Don't like the way your book is laid out or the formats it comes in? There's software that will convert your book into whatever format you want. Oh, you meant a paper book? No problem, you can easily digitize that too.
Looking at an ugly web page? Click one button and it will become instantly more readable, thanks to an aptly-named JavaScript utility called Readability.
And while that's a difficult thing to accept for those of us who have spent our careers creating publications that weave content and its presentation together into seamless, beautiful packages, it's a trend that is only getting started.
One of the most popular iPad apps is Instapaper, a tool that reformats web pages as more-readable, minimally-designed, booklike pages, then sucks them into your app for easy offline reading. Readability features are even built into the latest version of Apple's Safari browser, enabling readers to reformat web pages at will.
That's not to say that design, or designers, are becoming irrelevant. In fact, web designers are leading the charge in this wave, just as they have in the first two major waves of web innovation.
The first wave, in the late 1990s, saw the emergence of websites that served commercial ends. Designers figured out how turn static HTML pages into sophisticated online storefronts, communities and publications. It gave rise to a whole new profession: That of web designer.
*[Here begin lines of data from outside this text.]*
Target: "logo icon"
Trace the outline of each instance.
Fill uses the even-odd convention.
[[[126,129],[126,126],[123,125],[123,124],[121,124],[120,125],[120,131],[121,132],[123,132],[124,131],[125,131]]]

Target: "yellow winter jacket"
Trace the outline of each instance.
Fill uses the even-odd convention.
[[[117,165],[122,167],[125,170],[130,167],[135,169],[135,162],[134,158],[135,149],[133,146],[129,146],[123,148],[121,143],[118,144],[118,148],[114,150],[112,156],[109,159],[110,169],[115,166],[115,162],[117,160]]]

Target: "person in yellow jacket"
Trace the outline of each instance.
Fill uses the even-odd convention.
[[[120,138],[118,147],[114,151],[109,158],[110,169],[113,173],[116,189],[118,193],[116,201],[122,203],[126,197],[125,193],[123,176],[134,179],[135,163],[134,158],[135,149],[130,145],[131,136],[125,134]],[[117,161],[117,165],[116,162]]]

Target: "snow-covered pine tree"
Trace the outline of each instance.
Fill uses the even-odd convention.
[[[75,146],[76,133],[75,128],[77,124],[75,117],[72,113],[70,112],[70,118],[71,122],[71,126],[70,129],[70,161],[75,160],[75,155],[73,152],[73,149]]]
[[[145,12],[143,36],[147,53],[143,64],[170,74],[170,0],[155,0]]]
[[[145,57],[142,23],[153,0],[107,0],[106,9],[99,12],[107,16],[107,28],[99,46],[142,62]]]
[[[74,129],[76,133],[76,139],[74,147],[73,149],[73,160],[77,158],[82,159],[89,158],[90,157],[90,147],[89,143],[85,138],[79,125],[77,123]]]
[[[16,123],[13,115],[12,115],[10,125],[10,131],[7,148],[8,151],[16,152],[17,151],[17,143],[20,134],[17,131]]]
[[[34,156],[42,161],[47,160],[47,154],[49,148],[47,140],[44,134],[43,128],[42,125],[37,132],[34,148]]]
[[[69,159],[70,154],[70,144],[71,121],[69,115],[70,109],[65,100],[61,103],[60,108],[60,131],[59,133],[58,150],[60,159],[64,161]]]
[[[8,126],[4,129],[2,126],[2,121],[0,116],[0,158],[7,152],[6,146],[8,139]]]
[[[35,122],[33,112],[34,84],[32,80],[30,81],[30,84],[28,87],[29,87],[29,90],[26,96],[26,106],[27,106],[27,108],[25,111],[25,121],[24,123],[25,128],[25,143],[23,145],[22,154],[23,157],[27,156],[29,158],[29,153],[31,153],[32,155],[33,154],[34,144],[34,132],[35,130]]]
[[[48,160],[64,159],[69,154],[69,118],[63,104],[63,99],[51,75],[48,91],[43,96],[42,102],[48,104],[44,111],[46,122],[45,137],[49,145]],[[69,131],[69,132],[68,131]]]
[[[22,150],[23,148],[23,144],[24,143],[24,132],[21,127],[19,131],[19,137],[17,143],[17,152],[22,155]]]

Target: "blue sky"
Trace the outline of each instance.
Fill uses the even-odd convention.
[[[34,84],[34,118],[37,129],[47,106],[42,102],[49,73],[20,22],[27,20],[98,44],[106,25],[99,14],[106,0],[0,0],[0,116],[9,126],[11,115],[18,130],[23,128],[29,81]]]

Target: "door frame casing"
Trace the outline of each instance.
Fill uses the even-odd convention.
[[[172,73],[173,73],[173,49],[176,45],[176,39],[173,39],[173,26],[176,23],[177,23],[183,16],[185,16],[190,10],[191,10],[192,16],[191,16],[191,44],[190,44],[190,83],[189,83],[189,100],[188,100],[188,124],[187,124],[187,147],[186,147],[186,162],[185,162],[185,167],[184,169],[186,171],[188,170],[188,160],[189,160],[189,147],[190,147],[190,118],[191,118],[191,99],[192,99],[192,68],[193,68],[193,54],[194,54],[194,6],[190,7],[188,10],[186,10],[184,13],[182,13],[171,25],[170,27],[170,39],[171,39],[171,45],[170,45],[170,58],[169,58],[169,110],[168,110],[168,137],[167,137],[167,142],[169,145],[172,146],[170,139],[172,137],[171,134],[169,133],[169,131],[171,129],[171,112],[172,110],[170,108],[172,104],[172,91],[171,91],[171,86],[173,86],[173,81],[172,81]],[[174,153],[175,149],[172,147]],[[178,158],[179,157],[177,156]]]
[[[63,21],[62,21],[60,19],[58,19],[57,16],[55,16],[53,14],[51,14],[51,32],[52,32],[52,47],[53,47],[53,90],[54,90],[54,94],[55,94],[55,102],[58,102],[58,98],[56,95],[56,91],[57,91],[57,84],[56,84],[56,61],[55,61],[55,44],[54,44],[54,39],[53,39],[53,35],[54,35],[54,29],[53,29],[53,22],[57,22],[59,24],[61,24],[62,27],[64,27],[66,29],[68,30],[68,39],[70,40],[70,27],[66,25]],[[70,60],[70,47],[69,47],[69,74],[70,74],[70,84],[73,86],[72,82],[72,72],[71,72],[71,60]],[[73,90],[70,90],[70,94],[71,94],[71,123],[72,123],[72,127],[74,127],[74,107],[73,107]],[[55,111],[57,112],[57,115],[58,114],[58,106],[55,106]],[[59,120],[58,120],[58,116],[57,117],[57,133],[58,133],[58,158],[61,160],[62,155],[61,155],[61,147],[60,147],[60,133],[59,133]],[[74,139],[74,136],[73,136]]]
The second, "Web 2.0" wave, kicked off with more-dynamic designs that incorporated cleaner looks and page layouts that let some elements change (like refreshing a photo) without reloading the entire page.
And now it's clever designer/programmers like Instapaper's Marco Arment who are leading the third wave.
A web standard called CSS (it's short for Cascading Style Sheets) was the beginning of the end for the design-centric way of doing things. The core notion of CSS, which is baked into the definition of HTML 4 and HTML 5, is that presentation is separated from content. The tags that mark a piece of text as, say, a heading, are separate from the code that tells the browser to display that heading in 36-point Futura.
Style sheets have been part of computer-based text layout and display since the 1970s, but it wasn't until the adoption of CSS as a formal standard by the W3C in 1996, and the subsequent support for it in browsers from about 1999 on, that it became possible to use it in a widespread way.